Sie hatte unbedingt Mutter sein wollen. Und so war sie Mutter. Sie hatte unbedingt Niles Tignors Frau sein wollen. Und so war sie Niles Tignors Frau.
Diese unabweisbaren Tatsachen wollte sie dem Mann mit dem Panamahut erklären, der sie mit leisem, wehem Lächeln ansah. Er war so kurzsichtig, dass man den wie Schaum auf Wasser liegenden feinen Schleier über seinen Augen förmlich zu sehen meinte. Sein graublondes, so eigenartig liegendes Haar. Mimikfältchen, tief in sein Gesicht eingegraben, das ein altes und zugleich junges Gesicht war, welk und dabei seltsam jungenhaft, hoffnungsvoll. Er war höflich, das sah man, ein Gentleman. Er war zwar überzeugt, dass die schmuddelige junge Frau in den Fabrikkleidern ihn anlog, redete aber trotzdem flehentlich auf sie ein.
Ein Mann der Wissenschaft und der Vernunft.
Nehmen Sie wenigstens meine Karte.
Falls Sie es sich doch noch ...
Im Telefonbuch für das Greater Chautauqua Valley schlug sie unter Jones nach. Es gab elf Personen dieses Namens, allesamt Männer, oder Initialen, die für einen Mann oder für eine Frau stehen konnten. Keine einzige Frau dieses Namens. Kein einziger Eintrag, der H. Jones gelautet hätte.

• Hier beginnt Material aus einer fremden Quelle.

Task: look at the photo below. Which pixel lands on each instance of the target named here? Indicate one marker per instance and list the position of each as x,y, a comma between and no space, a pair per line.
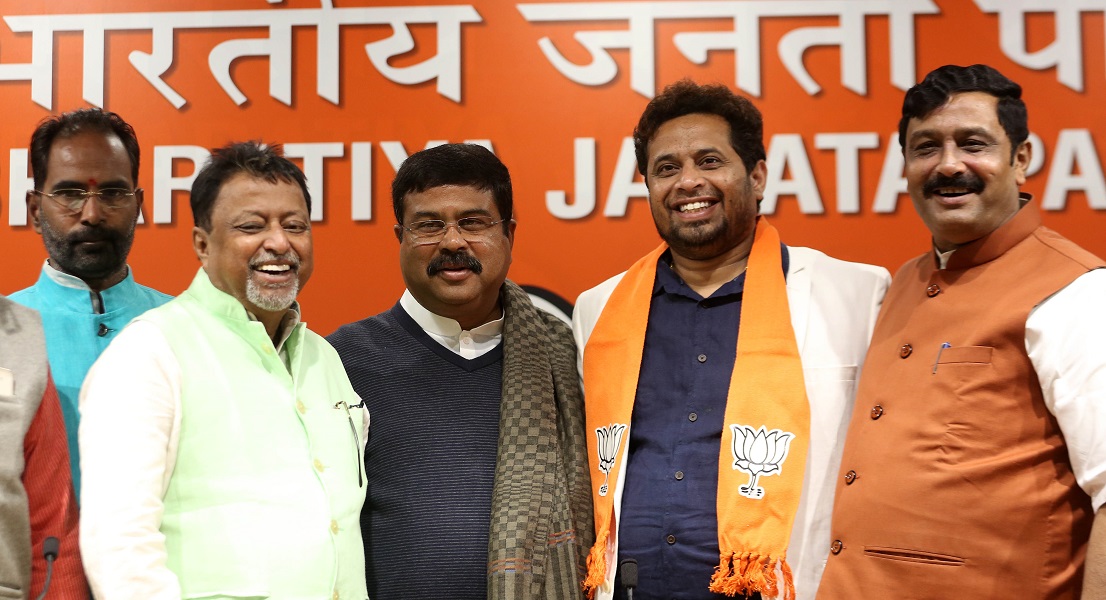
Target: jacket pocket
913,556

Das überraschte sie nicht. Denn offensichtlich hatte Byron Hendricks selbst mehrmals im Telefonbuch nachgesehen. Er hatte bestimmt einige dieser Joneses angerufen, als er seine Hazel Jones suchte.
...
© S. Fischer Verlag GmbH, Frankfurt am Main
Eine Stimme in Rebeccas Ohr, barsch und dringlich: »Himmel, pass doch auf!«
Sie erwachte aus ihrer Benommenheit. Lachte nervös. Ihre rechte Hand, massig in dem Schutzhandschuh, war der Stanzmaschine gefährlich nahe gekommen.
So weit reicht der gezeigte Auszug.